Money represents so much more than what it can buy for us. We mistake money for power, we mistake it for self-worth, we mistake it for security. When we spend it irresponsibly it signals a misplaced belief that money solves all our problems, that we can buy our way to happiness. When we hold on to money too tightly, it signifies that we only trust in ourselves. Our attitudes toward money often parallel our emotional landscape – is there a connection between how we share or withhold money and the way we share or withhold thoughts, words, affection, gratitude? How exactly do our attitudes toward giving relate to our faith? How do these attitudes affect our community of faith?
A sobering fact – at St. James, just 22% of the community consistently support our parish financially, meaning that they regularly use the envelopes or electronic giving. Yet, our church provides for the faith needs of all its people, as well as the poor beyond our walls, with daily and weekend masses, sacraments, opportunities for faith study, counseling, and a multitude of other services, which means that just 22% of our people provide the majority of the resources for the other 78%! This raises questions of fairness. It also points to the need for a real examination of conscience. Do we feel entitled to the services that our faith community provides? Do we have a “pay as you go” mentality, dropping a few dollars in the basket only when we attend? Or do we make a commitment to regularly support our parish, so that when needs arise – our own or those of others – the parish can meet those needs?

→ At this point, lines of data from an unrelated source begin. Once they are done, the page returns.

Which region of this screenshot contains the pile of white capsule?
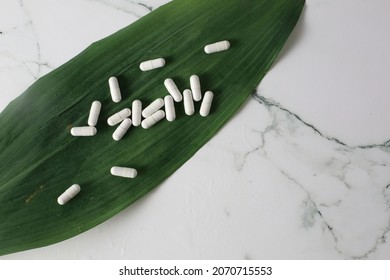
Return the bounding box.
[58,40,230,205]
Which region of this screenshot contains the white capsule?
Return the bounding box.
[142,98,164,118]
[87,101,101,126]
[108,76,122,103]
[139,58,165,71]
[164,95,176,122]
[190,75,202,101]
[204,40,230,54]
[70,126,97,136]
[113,118,132,141]
[57,184,81,205]
[132,100,142,127]
[164,78,182,102]
[183,89,195,116]
[200,91,214,117]
[107,108,131,126]
[141,110,165,129]
[111,166,137,179]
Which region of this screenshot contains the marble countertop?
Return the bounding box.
[1,0,390,259]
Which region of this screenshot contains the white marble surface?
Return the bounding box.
[1,0,390,259]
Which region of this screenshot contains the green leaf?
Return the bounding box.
[0,0,304,255]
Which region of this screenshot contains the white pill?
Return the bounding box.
[164,95,176,122]
[141,110,165,129]
[57,184,81,205]
[139,58,165,71]
[87,101,101,127]
[204,40,230,54]
[113,118,132,141]
[71,126,97,136]
[190,75,202,101]
[200,91,214,117]
[111,166,137,178]
[108,76,122,103]
[107,108,131,126]
[183,89,195,116]
[132,100,142,127]
[142,98,164,118]
[164,78,182,102]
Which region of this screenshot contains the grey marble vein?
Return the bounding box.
[89,0,153,18]
[366,186,390,256]
[228,90,390,259]
[252,91,390,149]
[280,169,344,257]
[15,0,50,80]
[130,1,153,11]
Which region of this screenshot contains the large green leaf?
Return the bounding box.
[0,0,304,255]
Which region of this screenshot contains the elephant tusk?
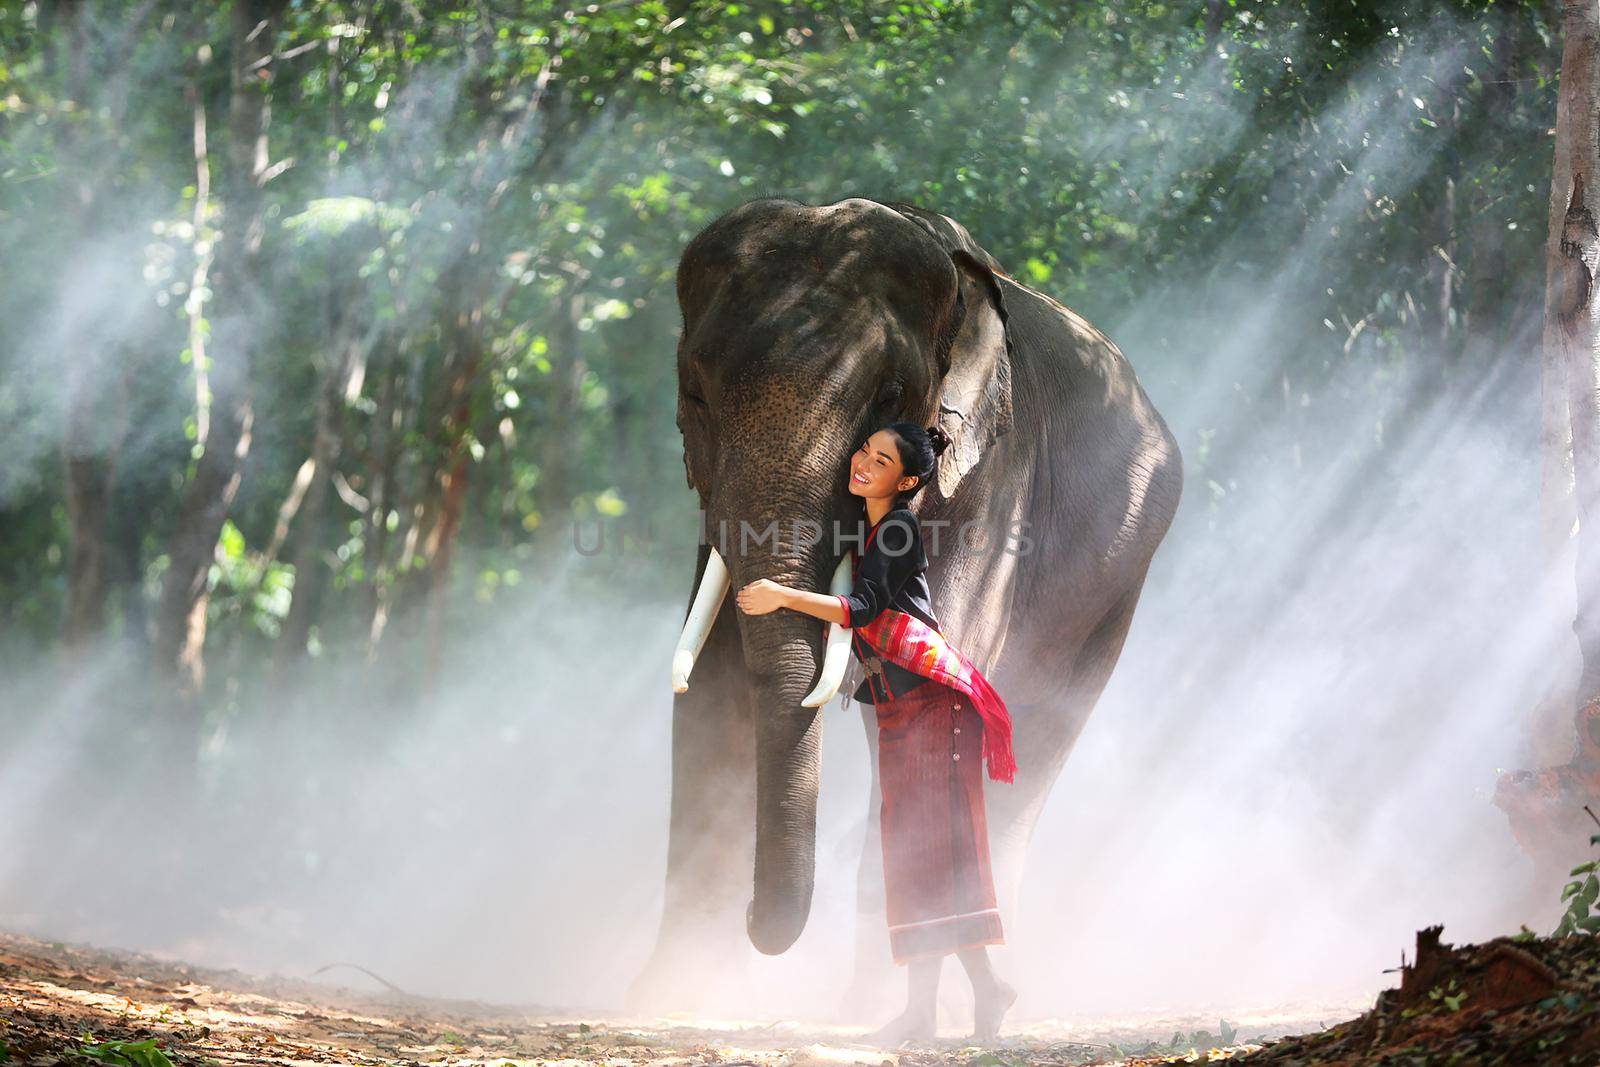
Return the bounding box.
[672,547,731,693]
[800,555,855,708]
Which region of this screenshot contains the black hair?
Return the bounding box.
[879,421,952,502]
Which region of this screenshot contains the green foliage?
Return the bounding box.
[1553,829,1600,937]
[0,0,1570,681]
[207,520,295,641]
[1398,978,1469,1016]
[1107,1018,1239,1058]
[72,1038,174,1067]
[282,197,413,240]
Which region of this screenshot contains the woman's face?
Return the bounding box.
[848,428,917,500]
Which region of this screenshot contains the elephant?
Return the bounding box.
[624,196,1183,1018]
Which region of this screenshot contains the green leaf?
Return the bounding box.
[218,520,245,562]
[74,1038,175,1067]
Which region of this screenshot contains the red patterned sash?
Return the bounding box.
[854,608,1017,784]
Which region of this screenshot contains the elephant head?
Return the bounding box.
[671,196,1016,954]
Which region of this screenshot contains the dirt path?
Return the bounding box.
[0,929,1369,1066]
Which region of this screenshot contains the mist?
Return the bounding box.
[0,0,1576,1037]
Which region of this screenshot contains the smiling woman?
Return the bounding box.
[734,420,1019,1046]
[732,426,924,630]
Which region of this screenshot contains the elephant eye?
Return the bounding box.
[875,379,903,414]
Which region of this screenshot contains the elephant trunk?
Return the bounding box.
[745,619,825,954]
[708,489,839,955]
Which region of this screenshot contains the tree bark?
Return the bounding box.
[1547,0,1600,713]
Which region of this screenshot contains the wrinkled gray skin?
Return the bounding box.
[625,197,1182,1016]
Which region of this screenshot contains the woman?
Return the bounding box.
[735,422,1019,1046]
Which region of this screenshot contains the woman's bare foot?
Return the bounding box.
[862,1007,937,1047]
[971,975,1017,1044]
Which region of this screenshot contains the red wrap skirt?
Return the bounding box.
[876,678,1005,963]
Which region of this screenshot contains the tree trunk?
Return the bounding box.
[537,288,586,552]
[1468,14,1523,346]
[1437,172,1457,349]
[363,361,403,660]
[51,0,117,649]
[1548,2,1600,712]
[272,32,364,673]
[1204,0,1225,51]
[153,0,285,718]
[414,282,489,684]
[271,343,346,672]
[1491,0,1600,883]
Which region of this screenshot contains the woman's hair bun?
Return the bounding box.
[880,420,948,500]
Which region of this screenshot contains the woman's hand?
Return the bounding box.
[736,578,790,615]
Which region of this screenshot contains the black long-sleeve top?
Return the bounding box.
[832,503,943,704]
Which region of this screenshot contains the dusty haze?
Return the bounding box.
[0,3,1572,1031]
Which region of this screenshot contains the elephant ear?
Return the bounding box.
[676,387,712,501]
[886,203,1016,502]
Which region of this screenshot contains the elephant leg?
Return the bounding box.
[836,701,970,1029]
[625,599,758,1015]
[981,573,1152,999]
[836,699,901,1022]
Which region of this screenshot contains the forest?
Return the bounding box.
[7,0,1600,1064]
[0,0,1557,704]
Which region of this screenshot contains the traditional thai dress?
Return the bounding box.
[833,503,1016,964]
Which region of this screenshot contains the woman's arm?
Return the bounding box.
[792,586,851,624]
[736,578,850,623]
[735,514,919,627]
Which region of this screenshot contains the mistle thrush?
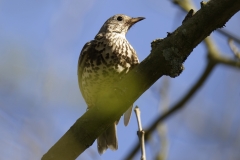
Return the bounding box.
[78,14,144,154]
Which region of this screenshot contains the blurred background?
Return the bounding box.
[0,0,240,160]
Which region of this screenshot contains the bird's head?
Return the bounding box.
[97,14,145,35]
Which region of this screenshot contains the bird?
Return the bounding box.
[77,14,145,154]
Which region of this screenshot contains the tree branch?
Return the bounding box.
[123,60,216,160]
[42,0,240,159]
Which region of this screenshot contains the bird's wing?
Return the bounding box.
[77,40,94,103]
[124,105,133,126]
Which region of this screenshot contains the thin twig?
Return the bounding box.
[217,29,240,44]
[228,39,240,60]
[212,53,240,68]
[134,106,146,160]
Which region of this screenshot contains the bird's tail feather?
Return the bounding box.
[97,123,118,154]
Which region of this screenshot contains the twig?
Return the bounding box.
[182,9,194,24]
[228,39,240,60]
[134,106,146,160]
[217,29,240,44]
[211,53,240,68]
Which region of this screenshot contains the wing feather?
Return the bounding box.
[77,40,94,102]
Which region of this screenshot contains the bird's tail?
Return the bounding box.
[97,123,118,154]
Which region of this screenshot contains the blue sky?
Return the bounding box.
[0,0,240,160]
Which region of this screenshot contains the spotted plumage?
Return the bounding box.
[78,14,144,154]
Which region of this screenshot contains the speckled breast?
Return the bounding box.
[81,33,139,108]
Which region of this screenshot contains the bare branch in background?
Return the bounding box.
[218,29,240,44]
[228,39,240,60]
[155,77,170,160]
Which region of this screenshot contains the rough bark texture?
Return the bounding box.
[42,0,240,159]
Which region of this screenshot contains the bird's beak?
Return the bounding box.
[128,17,145,29]
[130,17,145,24]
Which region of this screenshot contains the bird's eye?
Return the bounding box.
[117,16,123,21]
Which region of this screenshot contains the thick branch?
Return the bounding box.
[42,0,240,159]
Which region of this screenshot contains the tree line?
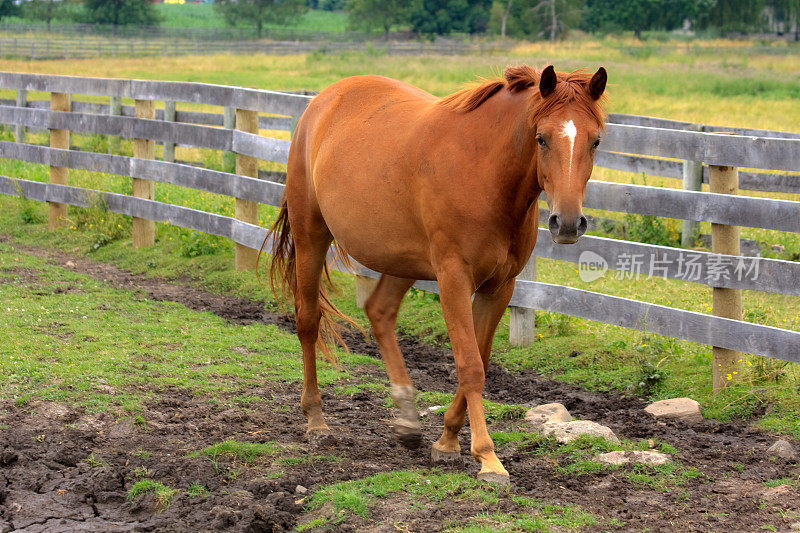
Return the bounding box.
[3,0,798,41]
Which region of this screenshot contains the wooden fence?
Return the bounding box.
[0,37,505,60]
[0,72,798,391]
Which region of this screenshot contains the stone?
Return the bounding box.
[525,403,572,428]
[644,398,703,424]
[767,440,797,462]
[295,485,308,495]
[596,450,670,467]
[540,420,621,445]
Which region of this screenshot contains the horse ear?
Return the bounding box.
[539,65,557,98]
[588,67,607,100]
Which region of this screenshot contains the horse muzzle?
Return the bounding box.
[548,213,588,244]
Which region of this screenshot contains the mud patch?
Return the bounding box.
[1,237,800,531]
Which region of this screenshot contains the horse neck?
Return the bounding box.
[462,92,542,218]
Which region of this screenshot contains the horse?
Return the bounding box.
[268,64,607,484]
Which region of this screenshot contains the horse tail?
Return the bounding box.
[265,198,361,366]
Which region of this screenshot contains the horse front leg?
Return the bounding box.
[431,258,509,484]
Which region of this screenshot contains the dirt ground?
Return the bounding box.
[1,242,799,532]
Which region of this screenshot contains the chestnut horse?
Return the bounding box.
[269,64,607,484]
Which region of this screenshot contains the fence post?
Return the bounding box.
[709,164,743,392]
[14,89,27,143]
[163,101,176,163]
[133,99,155,248]
[681,125,705,247]
[223,107,236,173]
[510,256,536,346]
[108,95,121,154]
[234,108,259,270]
[48,92,71,230]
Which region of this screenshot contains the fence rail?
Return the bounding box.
[0,37,506,60]
[0,72,798,388]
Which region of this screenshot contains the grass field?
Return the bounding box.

Jesus calls us to share our gifts, our talents, and our resources generously and sacrificially. Therefore, we’re called to re-examine our wants and our needs as well as the ways in which we use our money. When we’re consumed with our wants we lose our ability to love – and we weaken our faith. Therefore, we need to ask, “Where does this community of faith fall in terms of our priorities?” Jesus said, “Where your treasure is, there your heart lies.” Let’s engage in a serious reflection on the tension that always exists around money. Spend a week, or better yet a month, tracking your spending. What does it tell you about your values? How much is spent on charity? On our wants? On luxuries? On the necessities of life? What percentage is donated to support our community of faith? Do we really believe that God will provide? That our needs will be met? How much do we trust in God’s care for us?
Living your faith means facing these tough questions. And it requires a willingness to change. If every parish family committed to a consistent weekly donation through the envelope system, or a monthly donation through electronic or online giving, we could radically change the way our parish is run and the services we provide. As members of this parish family, we all share in the responsibility of providing for it.
Please pray about the percentage you can realistically contribute toward His work on a regular basis, and the method of giving you will commit to (envelope, online giving, or electronic funds transfer).